D’après ces observations sur le modèle de distribution de la marque Netflix, il est possible de spéculer sur la capacité des marques de télévision historiques à s’adapter au nouvel écosystème.

L’impossible choix stratégique

a. La stratégie dite “éclatée”

La première éventualité serait de lancer un SVOD par chaîne ou par rapprochement de chaînes selon leur thématique. Des contrats de distribution numérique unitaires existent déjà via des applications permettant la lecture sur une multitude de supports. Néanmoins, cette éventualité n’est pas envisageable, et ce pour deux raisons fondamentales.

  • D’abord, parce qu’un tel projet serait structurellement cauchemardesque et financièrement risqué en raison des moyens à investir dans la construction de ces multiples plateformes disposant chacun de leur architecture réseau, avec une réorganisation totale des équipes en charge de la distribution, de la communication et du marketing, de la programmation ou de la création digitale. Dans une telle période de transitions organisationnelles, un projet de cette envergure et comportant ce degré de risque ne semble pas concevable.
  • Ensuite, parce qu’il serait stratégiquement interdit en raison de la dispersion de contenus qu’il implique. La réussite du modèle SVOD de Netflix repose sur sa capacité à concentrer en un endroit unique un vaste catalogue de contenus, érigeant rapidement la plateforme en référence des utilisateurs numériques. L’opportunité créée par Netflix a simplifié les stratégies de consommation du public qui était jusque-là confronté à une offre bien plus segmentée, qu’elle soit légale ou illégale (la recherche de certains contenus à travers une multitude de sites méconnus et souvent malveillants).

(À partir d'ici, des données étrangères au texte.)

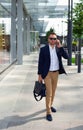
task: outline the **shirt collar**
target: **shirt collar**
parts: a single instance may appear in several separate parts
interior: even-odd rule
[[[51,47],[51,45],[49,44],[49,48],[50,48],[51,50],[54,50],[54,49],[55,49],[55,47],[56,47],[56,46],[54,46],[54,48],[52,48],[52,47]]]

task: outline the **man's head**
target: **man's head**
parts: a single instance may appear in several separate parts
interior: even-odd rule
[[[48,35],[48,42],[50,45],[55,45],[56,43],[56,40],[57,40],[57,36],[54,32],[51,32],[49,35]]]

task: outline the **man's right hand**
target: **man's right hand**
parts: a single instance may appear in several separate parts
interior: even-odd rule
[[[42,79],[42,76],[41,76],[41,75],[39,75],[39,76],[38,76],[38,81],[39,81],[40,83],[43,81],[43,79]]]

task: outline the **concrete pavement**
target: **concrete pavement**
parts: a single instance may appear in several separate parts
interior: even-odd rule
[[[64,66],[54,100],[53,121],[45,119],[45,99],[33,97],[37,80],[38,53],[25,55],[23,65],[15,65],[0,75],[0,130],[83,130],[83,72]],[[83,65],[82,65],[83,69]]]

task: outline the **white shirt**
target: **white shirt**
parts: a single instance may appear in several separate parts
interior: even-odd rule
[[[49,50],[50,50],[50,59],[51,59],[49,71],[59,70],[59,60],[58,60],[58,57],[57,57],[56,48],[55,47],[52,48],[49,45]]]

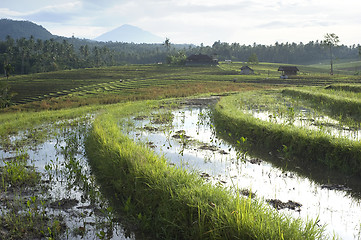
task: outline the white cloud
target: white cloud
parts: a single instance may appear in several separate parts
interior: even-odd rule
[[[94,38],[132,24],[173,42],[308,42],[335,32],[360,42],[361,1],[2,0],[1,16],[35,21],[59,35]],[[27,5],[27,7],[24,7]],[[345,36],[343,38],[343,36]]]
[[[17,19],[22,13],[18,11],[10,10],[9,8],[0,8],[1,18],[14,18]]]
[[[68,2],[57,5],[48,5],[40,9],[24,13],[23,17],[39,22],[67,22],[80,14],[81,2]]]

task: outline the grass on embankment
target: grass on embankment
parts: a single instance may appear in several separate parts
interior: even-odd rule
[[[319,239],[316,222],[279,214],[235,196],[121,133],[119,122],[160,102],[135,102],[98,116],[86,152],[100,184],[124,217],[157,239]]]
[[[254,148],[285,152],[288,157],[318,161],[344,173],[361,175],[361,143],[320,131],[259,120],[243,112],[240,95],[224,97],[213,111],[217,132],[231,135],[236,143],[247,138]],[[295,159],[295,160],[296,160]]]
[[[58,111],[14,112],[0,114],[0,136],[5,138],[19,131],[31,129],[45,123],[73,119],[103,108],[100,105]]]
[[[360,93],[361,85],[360,84],[332,84],[330,86],[327,86],[326,89]]]
[[[306,100],[313,108],[328,112],[333,117],[343,120],[347,120],[347,118],[361,120],[360,93],[334,90],[329,87],[326,89],[291,88],[283,90],[282,93],[293,98]]]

b. La stratégie dite “du bloc”

La seconde éventualité serait de lancer des SVOD dédiés à l’ensemble des portfolios de ces grands réseaux tentaculaires. A la façon de Netflix, ces plateformes distribueraient les nombreux contenus produits ou achetés par le groupe, en contrepartie d’un abonnement qui assurerait un revenu plus stable, avec la possibilité de décliner le modèle actuel en fixant un prix bas et attractif tout en intégrant un volume limité de publicité. Cependant, ce cas de figure se heurte à trois obstacles majeurs.

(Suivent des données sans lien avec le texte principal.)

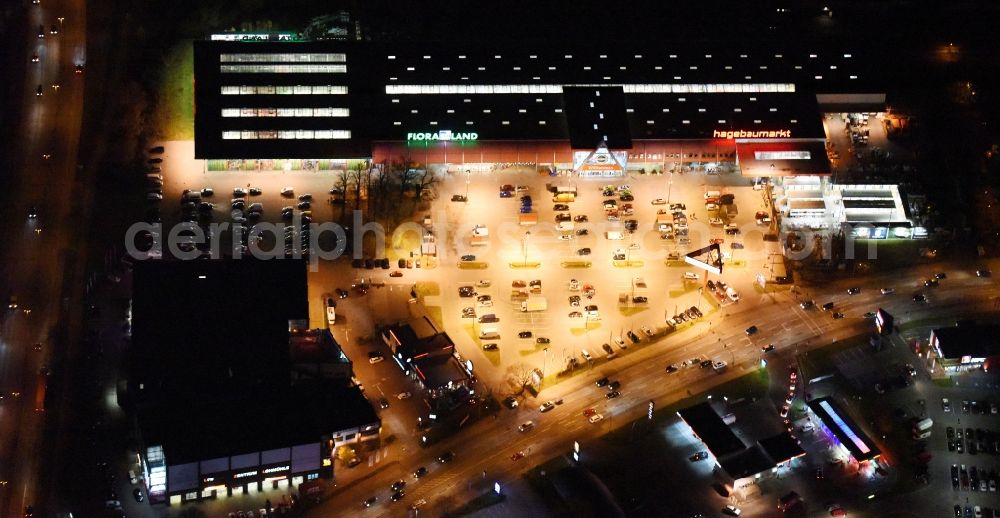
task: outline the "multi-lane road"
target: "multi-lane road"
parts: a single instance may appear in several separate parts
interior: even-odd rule
[[[64,273],[80,228],[74,220],[81,186],[77,150],[83,106],[84,75],[74,73],[85,59],[85,9],[80,0],[25,2],[23,34],[30,41],[21,57],[26,65],[23,98],[15,113],[14,139],[2,143],[13,172],[0,218],[5,246],[0,250],[4,295],[0,338],[0,389],[20,397],[0,403],[0,516],[20,516],[34,505],[42,484],[39,452],[45,412],[35,408],[39,370],[50,365],[60,316],[67,309]],[[38,27],[44,38],[37,37]],[[52,29],[55,29],[53,33]],[[32,62],[32,55],[38,62]],[[14,70],[20,70],[15,67]],[[41,95],[37,88],[41,86]],[[37,207],[37,219],[28,211]],[[73,230],[76,229],[76,230]],[[16,296],[18,308],[7,308]],[[36,350],[34,344],[41,344]],[[52,376],[60,373],[53,372]]]
[[[832,301],[844,319],[835,320],[833,311],[802,310],[789,293],[764,295],[760,300],[744,297],[741,304],[730,306],[715,316],[712,325],[671,335],[665,340],[644,345],[638,351],[621,359],[593,368],[593,372],[576,376],[543,391],[538,401],[523,404],[516,411],[504,409],[498,420],[487,419],[468,430],[426,450],[417,450],[403,456],[398,463],[377,475],[339,490],[333,499],[319,508],[315,516],[323,515],[336,506],[350,509],[369,496],[378,496],[376,506],[369,510],[373,516],[399,516],[402,508],[417,500],[426,500],[427,509],[433,510],[436,502],[464,502],[484,490],[482,473],[487,482],[515,481],[527,468],[554,455],[566,453],[573,441],[586,442],[607,430],[639,418],[645,414],[646,403],[656,401],[658,406],[687,395],[697,393],[731,377],[756,368],[763,354],[760,347],[774,343],[776,350],[770,355],[794,354],[830,344],[832,341],[870,332],[871,320],[863,314],[884,307],[897,317],[897,323],[926,318],[949,318],[964,314],[989,311],[998,290],[992,279],[977,278],[977,266],[961,269],[947,265],[913,268],[905,273],[892,273],[865,278],[863,281],[830,283],[824,289],[808,289],[801,298],[812,298],[823,304]],[[937,271],[946,271],[948,278],[937,288],[924,288],[923,279]],[[858,295],[848,295],[846,288],[862,287]],[[896,293],[883,296],[880,287],[894,287]],[[928,302],[911,299],[915,292],[927,295]],[[747,337],[744,330],[756,325],[760,332]],[[734,367],[724,375],[698,367],[666,374],[664,368],[671,363],[700,356],[721,358]],[[622,382],[622,396],[615,400],[604,398],[604,389],[594,385],[602,376],[610,375]],[[564,403],[551,412],[542,414],[538,403],[549,399],[562,399]],[[605,421],[592,425],[583,416],[583,410],[594,407],[605,415]],[[777,419],[777,411],[775,411]],[[518,432],[517,425],[525,420],[535,422],[535,428],[526,433]],[[456,458],[446,465],[434,459],[445,450],[452,450]],[[517,452],[525,458],[513,461]],[[420,480],[409,476],[417,467],[428,466],[430,474]],[[407,496],[402,502],[388,500],[389,485],[398,478],[408,481]]]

  • D’abord, ces compagnies portent toujours le fardeau d’une marque inconnue du grand public à l’international (Viacom, Turner, Fox Television, etc.). L’investissement en moyens techniques et financiers requis par une telle plateforme représente un degré de risque bien trop grand pour le groupe.
  • Ensuite, constituer un catalogue de programmes variés sur le modèle de Netflix étoufferait les marques-chaînes, dont l’identité se perdrait, diluée dans un catalogue trop vaste. Or ces marques-chaînes sont le premier atout stratégique de ces réseaux.
  • Enfin, il reste la contrainte du Groupe ; ces réseaux de télévision font partie d’un écosystème multipartite dont le principal intérêt est la réalisation de grandes économies d’échelles via une distribution conjointe (comme les packages HBO-Turner sur le câble). Or, dans ces écosystèmes de marques, ces compagnies de télévision sont généralement celles dont la valeur de marque est incontestablement la plus faible.

À suivre

Ces marques paient donc les conséquences du revirement stratégique de leurs groupes et de d’une identité de marque inadaptée au nouvel écosystème direct-to-consumer international.

La Turner disparaît, fondue à travers WarnerMedia et distribuée via HBO Max. La 21st Century est délestée de la mention “Fox” et ses contenus seront distribuée par Disney+ et Hulu.

Le mouvement ne fait que commencer ; d’autres marques au sein des groupes Sky, ViacomCBS ou encore NBCUniversal paieront certainement le prix de cette transition.